# Sealing sugar scrub



## bassgirl (Jun 22, 2009)

Hi all!

I'm wanting to sell some sugar scrubs and haven't been able to come up with a reliable method of sealing the jars so they don't leak in transit.  Having them heat sealed is not really a viable option for me.  Hubby wants to try putting it in a seal-a-meal bag, and a friend thought we could perhaps put melted paraffin around the edge of the lid.  

Does anyone have any thoughts or better ideas of how to do this?  Much appreciated!!


----------



## Guest (Jun 22, 2009)

Electrical tape to match your container  ? It seems to work for soap suppliers. 

Kitn


----------



## bassgirl (Jun 23, 2009)

My supplier uses electrical tape when they ship me my oils, but they are the ones who told me (plus I learned from experience) that you can't keep a scrub in a jar!


----------



## carebear (Jun 23, 2009)

you can't keep scrubs in a jar?  funny, I have tons of jars of scrub...

I'd recommend starting with an excruciatingly clean jar top - not one single grain of sugar/salt on the threads and not a touch of oil on the rim.  Then wrap the threads in a couple of rounds of teflon tape (used by plumbers to keep pipes from leaking).  Put a sealing disk on.  Screw tightly.  Shrink wrap.

If you do well with the cleaning then you may not need the teflon tape.  But it's a nice to have.


----------



## bassgirl (Jun 23, 2009)

I like the teflon tape idea!

What is a sealing disk?  Is that like on a canning jar?


----------



## mandolyn (Jun 28, 2009)

That's why I do emulsified scrubs - no spillage or leakage, & no oily mess to clean up after using.


----------



## AshleyR (Jun 28, 2009)

I have shipped a few scrubs to family out of town and all I did was use black electrical tape around the lid (I have black lids so it didn't look too bad), then put the scrub jar into a small zip baggie and blew air into the baggie. I then wrapped them in a little bubble wrap and packed them in a box with peanuts. I sent about 5 of these to different locations and none of them came open in transit!


----------



## JadoreScrubs (Sep 28, 2018)

What is an emulsified scrub? how do you make them?


----------



## lsg (Sep 28, 2018)

I use press & seal liners along with shrink wrap bands around the outside ofd the lid.


----------



## cmzaha (Sep 28, 2018)

I also agree with the emulsified sugar scrubs. I could never get oil based sugar scrubs to stop leaking even with heat sealing. Plus I do not like that much oil in the shower or bath tub


----------



## JadoreScrubs (Sep 28, 2018)

I can not find the size needed for 4 oz ball or kerr glass jars. Press and seal liners come in 58 or 70 mm. research shows that the 4 oz jars are 2.5" in diameter and 63.5mm...any suggestions?

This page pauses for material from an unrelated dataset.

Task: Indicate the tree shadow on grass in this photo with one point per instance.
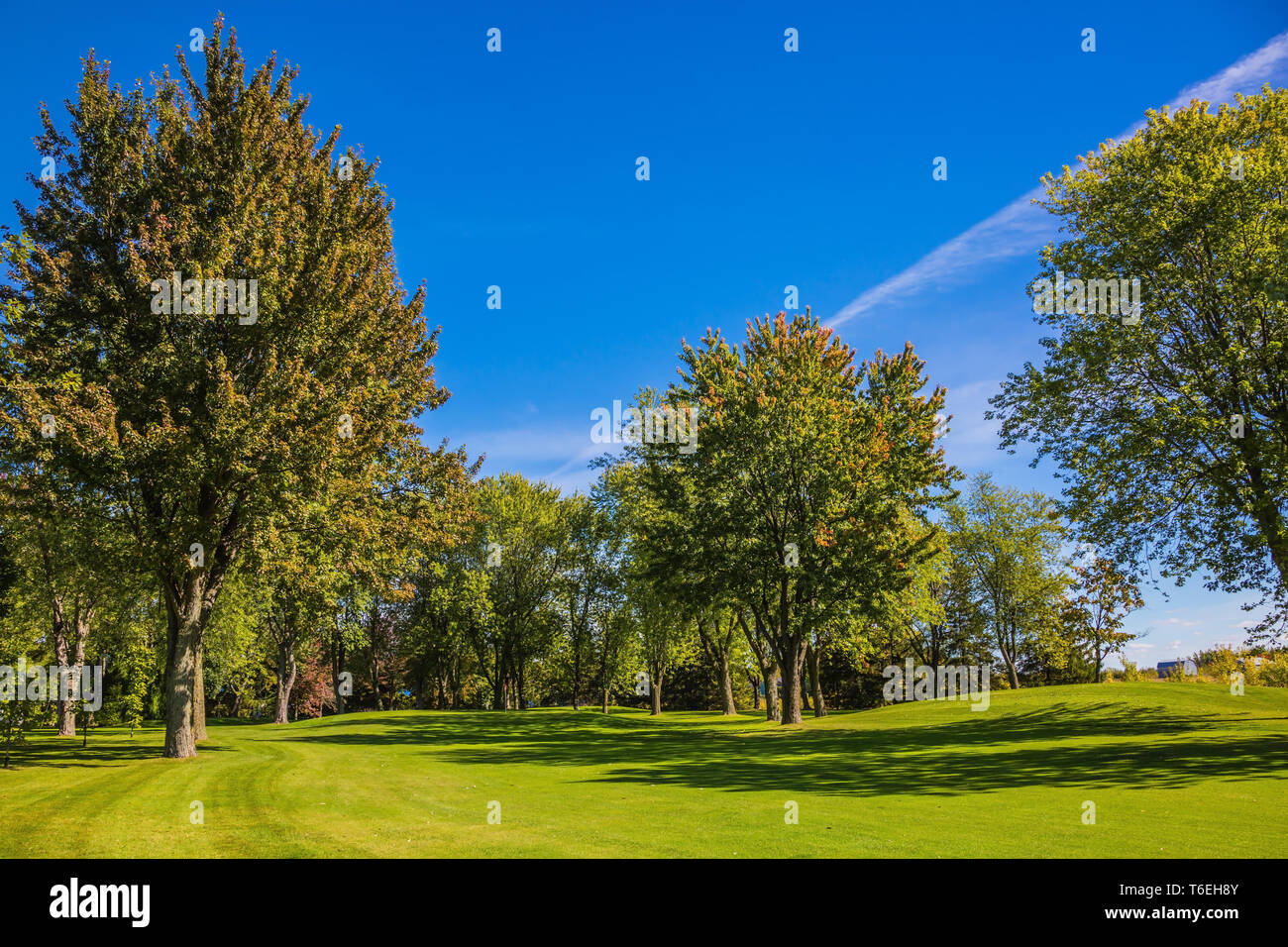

How do you make emulsified  scrubs?


----------



## DeeAnna (Sep 28, 2018)

Lots of threads on making emusifying scrubs -- https://www.soapmakingforum.com/search/373938/?q=emulsified+scrub&o=date

They're usually called emulsified scrubs, but they aren't actually an emulsion in the jar. They only emulsify when you use them after you add water.


----------



## shunt2011 (Sep 29, 2018)

Check you tube too.  Also, I would never put a scrub in glass. Asking for trouble for sure with possibly dropping and breaking.  I use plastic jars and a plastic seal then shrink wrap band


----------



## itchyandscratchy (Sep 30, 2018)

Guest said:


> Electrical tape to match your container  ? It seems to work for soap suppliers.
> 
> Kitn


Hi. i made some sugar scrub and put it in glass jars. I then realised this was a mistake bc of the glass but did sell them with a buyer alert. I would go with suģgestion from shunt2011


----------



## DisneyMom (Sep 30, 2018)

I learned a great travel tip years ago that I wonder might work for this situation? When traveling or flying, my liquid toiletries like conditioner and especially facial toner and eye makeup oil would leak out all over my toiletries bag. Then a friend told me to take the lids off of these items, piece of cling wrap over the top, and then put the lid back on. Since then, I've never had any leakage. I wonder if you could try the same thing with your scrubs--cover the top with cling wrap, then put the lid on?


----------